The strengths of this study include the population-based multiethnic cohort, including a large proportion of Hispanics who are frequently underrepresented in other cohort studies, minimal loss to follow-up, and the ability to adjust for numerous potential covariates. Moreover, we were able to assess stroke etiology and potential interactions, and we ran sensitivity analyses to exclude biases due to selection of the subsample.

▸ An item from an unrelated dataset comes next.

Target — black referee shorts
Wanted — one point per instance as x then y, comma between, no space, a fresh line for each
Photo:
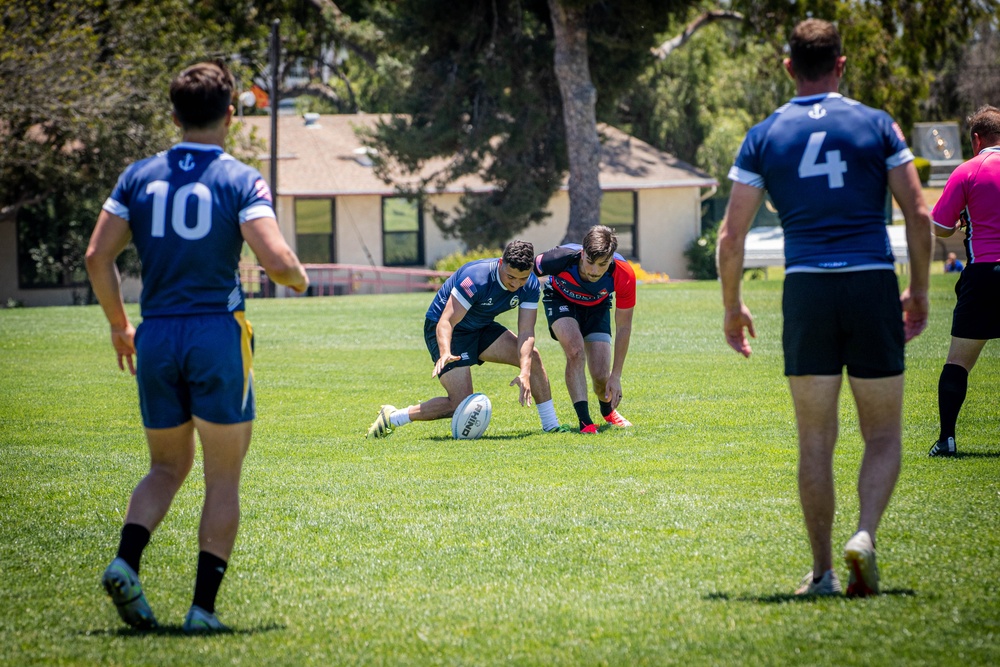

If our results are confirmed, this could have potential clinical implications. For example it may be that stroke risk reduction strategies aimed at targeting LpPLA2 inhibition will have differential benefits across different ethnicities. Concerning potential primary prevention trials with the LpPLA2 inhibitor darapladib it will be important to adequately select patients who are most likely to benefit.

In conclusion, our study aimed at investigating the association of LpPLA2 with incident ischemic stroke in a multiethnic cohort. LpPLA2 mass levels were associated with risk of atherosclerotic stroke among non-Hispanic White participants, but not in other race-ethnic groups in this cohort. Further study is needed to confirm these race-ethnic differences and the reasons for them.